Another option is to create a custom controller and use that instead of the WebhookServlet. This custom controller should then listen to Facebook callbacks and act on them appropriately.

This could look like:

@Controller
@RequestMapping("/webhook")
public class EchoWebhookController {

    private static final Logger logger = Logger.getLogger(EchoWebhookController.class.getName());

    @Autowired
    private Messenger messenger;

    @RequestMapping(method = RequestMethod.GET)
    public ResponseEntity<String> get(
            @RequestParam(HUB_MODE_PARAM_NAME) String mode,
            @RequestParam(HUB_VERIFY_TOKEN_PARAM_NAME) String verifyToken,
            @RequestParam(HUB_CHALLENGE_PARAM_NAME) String challenge) {
        logger.info("Validating webhook...");
        if (HUB_MODE_SUBSCRIBE_VALUE.equals(mode) && messenger.verifyToken(verifyToken)) {
            logger.info("Validating webhook succeeded");
            return new ResponseEntity<>(challenge, HttpStatus.OK);
        } else {
            logger.warning("Validating webhook failed");
            return new ResponseEntity<>("Failed validation. Make sure the validation tokens match.",
                    HttpStatus.FORBIDDEN);
        }
    }

    @RequestMapping(method = RequestMethod.POST)
    public void post(
            @RequestHeader(HUB_SIGNATURE_HEADER_NAME) String signature,
            @RequestBody String payload) {
        logger.info("Webhook received");
        try {
            messenger.handleCallback(payload, signature);
        } catch (Exception e) {
            logger.severe(format("Exception handling webhook: %s", e.getMessage()));
            throw e;
        }
    }
}

See the RestFB Messenger Echo Spring sample for a full sample using a custom Spring controller.

Spring Boot

Add the restfbmessenger-spring-boot-starter dependency to your project:

Maven:

<dependency>
  <groupId>com.github.marsbits.restfbmessenger</groupId>
  <artifactId>restfbmessenger-spring-boot-starter</artifactId>
  <version>2.2.1</version>
</dependency>

Gradle:

dependencies {
    compile "com.github.marsbits.restfbmessenger:restfbmessenger-spring-boot-starter:2.2.1"
}

The restfbmessenger-spring-boot-starter will automatically add the restfbmessenger-core dependency and trigger the auto configuration to create the com.github.marsbits.restfbmessenger.Messenger instance and register the com.github.marsbits.restfbmessenger.webhook.WebhookServlet servlet.

Only a class implementing the CallbackHandler need to be added to the Spring context like:

@Component
public class MyCallbackHandler extends AbstractCallbackHandler {

    @Override
    public void onMessage(Messenger messenger, MessagingItem messaging) {
        // TODO implement..
    }

The auto configuration will automatically hook the CallbackHandler in the Messenger instance.

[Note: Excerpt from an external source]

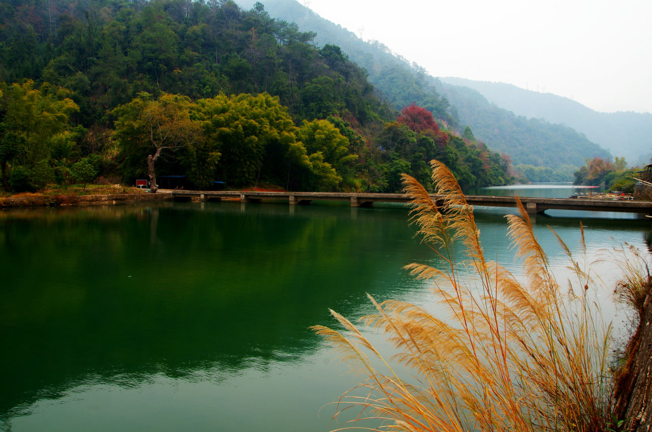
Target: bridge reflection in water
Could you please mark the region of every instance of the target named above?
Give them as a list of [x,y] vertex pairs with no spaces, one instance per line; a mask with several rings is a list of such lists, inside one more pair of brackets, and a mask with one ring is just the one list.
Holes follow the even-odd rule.
[[[265,200],[287,200],[290,204],[310,204],[312,201],[348,201],[351,207],[364,207],[374,202],[408,202],[404,194],[348,193],[325,192],[263,192],[257,191],[173,191],[169,193],[174,200],[239,200],[241,202],[256,202]],[[436,202],[441,202],[441,195],[431,195]],[[515,207],[512,196],[466,195],[466,202],[471,206],[489,207]],[[618,199],[578,199],[539,197],[519,197],[529,213],[543,213],[547,209],[612,211],[617,213],[652,213],[652,202]]]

The following properties can be specified inside your application.properties/application.yml file:

restfbmessenger:
  enabled: true # Enable RestFB Messenger
  verify-token: # The Facebook verify token (required the verify the webhook)
  access-token: # The Facebook access token (required to send messages)
  app-secret: # The Facebook app secret (if not provided the payload signature will not be validated; useful in e.g. dev environment)
  api-version: v2.8 # The Facebook api version
  webhook:
    enabled: true # Enable the webhook servlet
    path: /webhook # The path of the webhook servlet

See the RestFB Messenger Echo Spring Boot sample for a full sample using the RestFB Messenger Spring Boot Starter.

License

The RestFB Messenger library is released under version 2.0 of the Apache License.